Fact: Some women with fibroids experience no symptoms. If this is the case for you, treatment may not be necessary.

However, it’s important to have regular checkups to make sure your fibroids are not causing problems. If you are not experiencing troublesome symptoms, then there is no need to medically treat or remove your fibroids.

Womb detoxing can help fibroids to “pass” out of the body

Myth: If you’re unfamiliar with womb detoxing, herbal detox pearls are essentially small cloth-covered balls packed with medicinal herbs which, in theory, deliver a wide range of benefits to the vagina and uterus. The user is instructed to insert the pearl into their vagina, and remove it after a period of 72 hours.

Unfortunately, the science on womb detoxing is weak.
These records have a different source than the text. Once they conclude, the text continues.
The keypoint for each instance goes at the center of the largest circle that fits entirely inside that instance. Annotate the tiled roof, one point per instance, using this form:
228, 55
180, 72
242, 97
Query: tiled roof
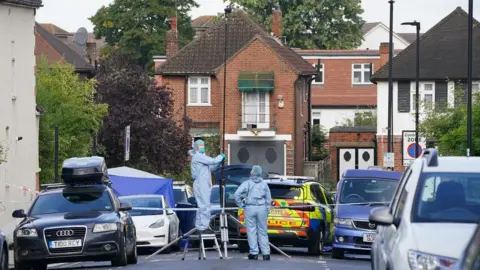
28, 3
443, 52
205, 54
369, 26
203, 21
64, 50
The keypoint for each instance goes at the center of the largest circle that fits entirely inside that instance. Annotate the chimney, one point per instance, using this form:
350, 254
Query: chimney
277, 21
172, 38
384, 53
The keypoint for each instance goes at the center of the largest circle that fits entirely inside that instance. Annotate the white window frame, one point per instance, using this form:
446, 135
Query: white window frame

In fact, leaving anything in the vagina for three days can cause toxic shock syndrome and create a breeding ground for bad bacteria to build.

Women’s health experts consider it dangerous and do not recommend using detox pearls or any other form of detoxing, including yoni steaming and other detoxes.

Fibroids can impact your fertility

Fact: Not all fibroids cause problems with pregnancy, but some do. Whether fibroids will stop you from becoming pregnant depends on the location, size, and number of your fibroids.

Fibroids can also create a physical barrier to pregnancy if they’re positioned in the uterus where the baby needs to be.

Large fibroids may prevent a fetus from growing fully due to decreased room in the uterus.

Fibroids blocking the cervix or fallopian tubes obstruct the journey or sperm of a fertilized egg, preventing pregnancy from occurring.

While these problems only happen with some women, it helps to have a fibroid expert at your side to help you come up with a plan to preserve or protect your fertility and eventually become fibroid-free.

Undergoing the UFE procedure will leave you infertile and unable to conceive

Myth: This is a common misconception. Fertility is a complex topic that involves many factors. First, fibroids themselves can impact a woman’s fertility depending on their location.

Second, many patients who suffer from fibroids symptoms are already in their mid- to late thirties or older. We know that fertility is highly connected to and impacted by age.

Egg quality naturally decreases significantly in a woman’s thirties. Lastly, a patient may already have issues with their fertility that was not previously diagnosed.

Overall, uterine fibroid embolization may rarely impact a person’s egg quality depending on their anatomy and specific situation but this is an unlikely scenario.

There are similar but different risks associated with each of the other surgical options available.

Every procedure has its risks and benefits and it is important that each patient feels comfortable with these trade-offs and has the opportunity to properly discuss them with their doctor prior.